Etsy's removal told a different story: slowing post pandemic growth and intensifying competition from bigger ecommerce platforms raised questions about the durability of its business model. Its shares also sank to multiyear lows, and the company lost some of the institutional visibility that comes with index membership.
Other names dropped from the S&P 500 in 2024 included Zion Bancorp, Comerica, Pioneer Natural Resources, Bio-Rad Laboratories, and Illumina.
On the other side of the ledger, several companies earned their way in during 2024, including Palantir Technologies, Dell Technologies (on its return), KKR & Co., CrowdStrike Holdings, GoDaddy, GE Vernova, Deckers Outdoors, Super Micro Computer, Solventum, Vistra, and Erie Indemnity.
What Should Investors Do With a Delisted Stock?

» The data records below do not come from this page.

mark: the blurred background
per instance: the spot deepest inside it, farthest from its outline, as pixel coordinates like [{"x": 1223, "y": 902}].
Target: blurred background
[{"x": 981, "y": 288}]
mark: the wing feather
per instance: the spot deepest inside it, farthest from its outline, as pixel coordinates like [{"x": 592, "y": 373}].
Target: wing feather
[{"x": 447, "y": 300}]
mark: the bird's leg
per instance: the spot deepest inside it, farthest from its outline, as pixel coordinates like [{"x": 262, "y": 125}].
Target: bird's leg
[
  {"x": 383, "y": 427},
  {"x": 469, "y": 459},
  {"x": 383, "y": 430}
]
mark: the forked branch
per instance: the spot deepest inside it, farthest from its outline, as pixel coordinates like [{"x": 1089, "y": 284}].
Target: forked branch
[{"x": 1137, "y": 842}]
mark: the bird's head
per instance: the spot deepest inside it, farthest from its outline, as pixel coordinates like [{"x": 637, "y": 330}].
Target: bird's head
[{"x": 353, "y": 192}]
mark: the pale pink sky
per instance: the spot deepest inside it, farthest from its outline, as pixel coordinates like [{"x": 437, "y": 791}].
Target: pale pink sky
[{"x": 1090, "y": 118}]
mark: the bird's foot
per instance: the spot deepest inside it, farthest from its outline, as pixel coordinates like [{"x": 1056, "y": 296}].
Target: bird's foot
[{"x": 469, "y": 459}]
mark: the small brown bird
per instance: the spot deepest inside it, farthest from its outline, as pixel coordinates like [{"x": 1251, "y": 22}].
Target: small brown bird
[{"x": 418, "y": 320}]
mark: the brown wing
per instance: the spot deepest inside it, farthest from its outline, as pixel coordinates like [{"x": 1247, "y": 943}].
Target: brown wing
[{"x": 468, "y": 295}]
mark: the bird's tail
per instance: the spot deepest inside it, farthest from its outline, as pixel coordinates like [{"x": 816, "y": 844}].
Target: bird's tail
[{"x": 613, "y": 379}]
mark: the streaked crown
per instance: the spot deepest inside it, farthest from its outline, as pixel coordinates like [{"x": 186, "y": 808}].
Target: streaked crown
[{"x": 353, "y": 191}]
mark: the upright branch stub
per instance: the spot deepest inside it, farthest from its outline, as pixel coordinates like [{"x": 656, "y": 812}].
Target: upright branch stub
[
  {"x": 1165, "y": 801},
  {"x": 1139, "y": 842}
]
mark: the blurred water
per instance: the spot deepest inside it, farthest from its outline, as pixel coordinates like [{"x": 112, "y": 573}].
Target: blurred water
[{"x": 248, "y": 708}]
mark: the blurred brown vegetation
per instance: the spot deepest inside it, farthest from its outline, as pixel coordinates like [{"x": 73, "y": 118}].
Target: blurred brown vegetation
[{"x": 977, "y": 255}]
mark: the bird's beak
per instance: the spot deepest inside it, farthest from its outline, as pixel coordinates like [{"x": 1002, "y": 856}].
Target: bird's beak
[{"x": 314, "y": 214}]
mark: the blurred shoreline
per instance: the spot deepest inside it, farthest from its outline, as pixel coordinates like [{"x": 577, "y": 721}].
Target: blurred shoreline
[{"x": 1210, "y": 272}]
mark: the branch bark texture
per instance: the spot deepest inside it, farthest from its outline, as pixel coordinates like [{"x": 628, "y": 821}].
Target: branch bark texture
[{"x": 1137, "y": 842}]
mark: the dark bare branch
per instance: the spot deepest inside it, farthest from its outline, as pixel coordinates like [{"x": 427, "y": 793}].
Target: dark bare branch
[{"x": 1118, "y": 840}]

If a company you own gets dropped from the S&P 500, the decision to hold or sell shouldn't hinge on the index headline alone. Look at the underlying fundamentals: earnings trends, debt levels, competitive position, and whether management has a credible plan. Selling triggers capital gains or losses with tax consequences, so that's worth weighing carefully too.
Investors who specifically track the S&P 500 through an index fund don't really have a choice in the matter. Their fund will sell the removed stock and buy its replacement automatically to stay aligned with the benchmark. For everyone else, reduced liquidity is the practical concern: unloading a large position in a stock that's lost some of its market visibility can be harder without moving the price.
Does Falling Out of the S&P 500 Mean a Company Is in Trouble for Good?
Not necessarily. The average company stays in the S&P 500 for roughly 21 years, which tells you turnover is a normal part of how the index stays current with the American economy. Dell's round trip, out in 2013, back in 2024, is proof that a delisting isn't automatically permanent or fatal. What matters most for anyone holding a dropped stock is separating the index news from the company's actual financial trajectory, and deciding from there whether the story still makes sense to own.